When asked whether he perceives websites that let nonlawyers draft their own legal documents as a legitimate business threat, Wolf likes to tell the story of the multimillionaire industrialist and engineer from western Pennsylvania who, after hiring some of the best lawyers in Pittsburgh to draft his will, decided to finish it off himself.

According to Wolf, everything about the will was fine except for one detail: It neglected to take into account the possibility that the industrialist’s daughter might never marry or have children.

Fifty years later, Wolf said, it took 27 lawyers from 18 different firms to try to sort out who were the rightful beneficiaries of the man’s significant fortune.

While that story predates legal services websites by several decades, the sentiment still applies: When it comes to complex areas of the law, even the smartest nonlawyers can overlook details attorneys are trained to spot.

Or, as both Wolf and Willow Grove, Pa.-based trusts and estates lawyer Jeremy A. Wechsler put it in separate interviews, “You don’t know what you don’t know.”

In that respect, Wolf said, DIY legal services sites actually may end up generating more work for attorneys, as people attempt to navigate complicated legal issues using one-size-fits-all documents they found on the Internet.

“I used to say, ‘You can do it yourself—you can also pull out your own tooth, but in the long run it’s probably going to hurt more than if you go to the dentist,’” Wolf said.

Still, Wolf acknowledged that there is a “tremendous unfulfilled need” for quality, inexpensive legal services and said there is a way to offer certain basic legal documents at low or no cost to the consumer.

Wolf pointed to a recent initiative he helped orchestrate between the Allegheny County Bar Association and the Allegheny County Medical Society, in which the two entities came together to draft a free, downloadable health care power of attorney and living will form that has been vetted, and is kept up-to-date, by a cadre of legal and medical professionals.

But Wolf and others agreed that not every legal document can or should be commoditized and everyone had an anecdote to explain why.

Wechsler said he once reviewed a trust a client had drafted by himself using a downloaded template that inadvertently left nothing to his wife.

“Everything went from him right to the kids and that was not his intention,” Wechsler said. “I think if you do it yourself and you don’t have a trained pair of eyes look at a legal document you essentially have a big problem.”

At least some of the online companies offering DIY legal documents seem to recognize the value in having an actual lawyer review the finished product.

LegalZoom and Rocket Lawyer, for example, both offer one-on-one consultations with practicing lawyers across the country who also are available to review finished documents.

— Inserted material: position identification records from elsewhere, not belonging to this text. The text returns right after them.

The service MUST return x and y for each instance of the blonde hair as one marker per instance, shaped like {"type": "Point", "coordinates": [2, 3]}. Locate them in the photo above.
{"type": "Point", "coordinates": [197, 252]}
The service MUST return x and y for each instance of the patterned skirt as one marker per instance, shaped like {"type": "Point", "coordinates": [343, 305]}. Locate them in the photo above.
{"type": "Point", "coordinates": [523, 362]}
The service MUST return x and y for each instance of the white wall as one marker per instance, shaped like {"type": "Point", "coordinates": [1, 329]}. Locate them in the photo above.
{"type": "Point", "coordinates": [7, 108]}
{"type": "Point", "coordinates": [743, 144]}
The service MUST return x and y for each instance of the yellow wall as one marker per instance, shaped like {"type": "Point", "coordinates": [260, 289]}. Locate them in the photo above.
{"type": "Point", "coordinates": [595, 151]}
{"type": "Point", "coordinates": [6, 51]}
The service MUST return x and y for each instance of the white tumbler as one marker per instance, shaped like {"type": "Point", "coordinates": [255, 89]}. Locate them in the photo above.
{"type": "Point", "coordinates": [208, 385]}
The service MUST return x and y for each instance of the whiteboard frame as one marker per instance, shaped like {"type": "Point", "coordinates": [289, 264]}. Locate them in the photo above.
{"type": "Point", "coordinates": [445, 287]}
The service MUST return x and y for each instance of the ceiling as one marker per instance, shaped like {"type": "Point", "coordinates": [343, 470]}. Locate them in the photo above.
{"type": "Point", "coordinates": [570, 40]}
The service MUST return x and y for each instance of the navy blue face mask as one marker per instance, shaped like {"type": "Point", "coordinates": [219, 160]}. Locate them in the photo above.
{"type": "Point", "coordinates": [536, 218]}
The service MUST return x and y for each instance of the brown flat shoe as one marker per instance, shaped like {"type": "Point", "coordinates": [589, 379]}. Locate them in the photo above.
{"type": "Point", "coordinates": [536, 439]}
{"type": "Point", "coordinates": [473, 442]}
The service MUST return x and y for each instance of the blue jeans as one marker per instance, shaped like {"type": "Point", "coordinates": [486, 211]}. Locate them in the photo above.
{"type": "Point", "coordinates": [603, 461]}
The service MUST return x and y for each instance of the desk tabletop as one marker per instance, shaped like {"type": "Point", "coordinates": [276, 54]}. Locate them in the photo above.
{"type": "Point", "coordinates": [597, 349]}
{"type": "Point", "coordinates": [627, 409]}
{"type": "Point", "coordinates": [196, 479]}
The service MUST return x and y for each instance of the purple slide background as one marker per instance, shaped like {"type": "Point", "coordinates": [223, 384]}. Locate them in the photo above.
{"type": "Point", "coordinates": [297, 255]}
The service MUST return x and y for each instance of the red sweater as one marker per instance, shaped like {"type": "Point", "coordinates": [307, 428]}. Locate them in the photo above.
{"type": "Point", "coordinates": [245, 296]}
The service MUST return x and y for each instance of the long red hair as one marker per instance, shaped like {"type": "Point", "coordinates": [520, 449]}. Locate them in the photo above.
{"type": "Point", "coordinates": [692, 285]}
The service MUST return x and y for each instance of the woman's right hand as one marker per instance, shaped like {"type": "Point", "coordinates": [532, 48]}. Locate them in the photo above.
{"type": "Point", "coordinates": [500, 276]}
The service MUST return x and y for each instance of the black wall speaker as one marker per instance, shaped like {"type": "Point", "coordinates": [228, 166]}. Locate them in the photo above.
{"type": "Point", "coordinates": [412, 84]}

But Wechsler, who said he’s listed as part of Rocket Lawyer’s nationwide network of “On Call” attorneys, said the true advantage of actually hiring a lawyer rather than simply using an online service continues to be the personal connection.

Particularly in an area like estate planning, with its complex tax issues and sensitivity to the most minor details, Wechsler said, it’s essential to tailor legal advice to each client’s specific situation.

“I always tell my clients, ‘The value is not in the paper I’m going to give to you, it’s really in the consultation,’” Wechsler said. “‘In that time I spend speaking with you, I get to learn about your family, what you need and what you don’t need.’”

Wolf agreed, saying he cannot adequately assist a client with an estate planning issue “until I know the facts and the family.”

Still, while Wolf said he doesn’t view the commoditization of certain legal services as a threat to his business because most of what’s offered online is relatively unsophisticated, he acknowledged that the quality of those services will likely improve in the future, forcing lawyers to take a hard look at the value they’re providing to their own clients.

If a website or consumer product does come along “that does it cheaper and just as well as you do, you better figure out how to adapt to that,” Wolf said, adding that lawyers can stay competitive by continuing to utilize technology “to do a better job more efficiently.”